Can TikTok Filters Help You Do Makeup?
Filters have been a hotly contested point of discussion in recent years due to their ability to alter (or even rate) one’s appearance in photos and videos. But content creator Grace Choi is attempting to flip the word’s tainted reputation on its back with her TikTok filters.
Unlike the filters that promise to adjust your features to your liking, Choi says that her versions are meant to help you put on makeup by serving as “a personalized stencil for every viewer, [telling] them exactly where to place products on their face to achieve [the] desired result.” In other words, they’re designed to make putting on makeup a breeze.
One of Choi’s filters that have resonated with TikTokers is her one for contouring, which she claims can help one achieve “perfect cheekbones.” She demonstrates how the filter works in a two-minute video that she posted on February 27. Prior to the filter appearing on her face, Choi places dots of highlighter onto the high points of her cheekbones, noting that this is the priming step before going in with cream contour.
After she blends the highlighter in with a makeup sponge, the filter suddenly emerges on Choi’s face.

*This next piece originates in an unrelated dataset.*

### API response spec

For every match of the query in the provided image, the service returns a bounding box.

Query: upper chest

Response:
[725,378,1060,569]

It’s basically a collection of pink-dotted lines that meet in the middle of the face and extend outward, but the areas highlighted in blue are where Choi says that the contour should be placed.
In turn, users of this filter will be able to create that chiseled “V-line shape” along the cheekbones. At the end of the video, she suggests repeating the process a second time if you’d like “to deepen the contour.”

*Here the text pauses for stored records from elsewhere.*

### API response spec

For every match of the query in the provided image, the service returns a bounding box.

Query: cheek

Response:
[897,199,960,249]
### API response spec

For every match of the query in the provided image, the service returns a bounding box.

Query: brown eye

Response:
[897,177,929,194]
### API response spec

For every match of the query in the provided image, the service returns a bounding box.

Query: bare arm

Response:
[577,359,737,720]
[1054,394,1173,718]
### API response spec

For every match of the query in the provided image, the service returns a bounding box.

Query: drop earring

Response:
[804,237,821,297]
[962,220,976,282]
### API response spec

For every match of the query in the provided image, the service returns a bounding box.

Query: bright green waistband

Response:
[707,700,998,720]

Even though Choi’s intentions with this filter are to purely help others in their pursuit of carefully contoured cheekbones, makeup artist Suzy Gerstein isn’t too keen on the idea of using filters when applying makeup.
“Makeup should be adornment and celebration of style, mood, creativity rather than adherence to a rigid formula of perceived standards of beauty,” Gerstein explains. She adds that “young women,” in particular, are already up against a lot of “pressure” to look a certain way — pressure that comes both from internal and external sources. However, Gerstein does commend Choi for her blending technique and her contour placement. “If she wants to use a filter for that, more power to her,” she says. “I am impressed with her ingenuity.”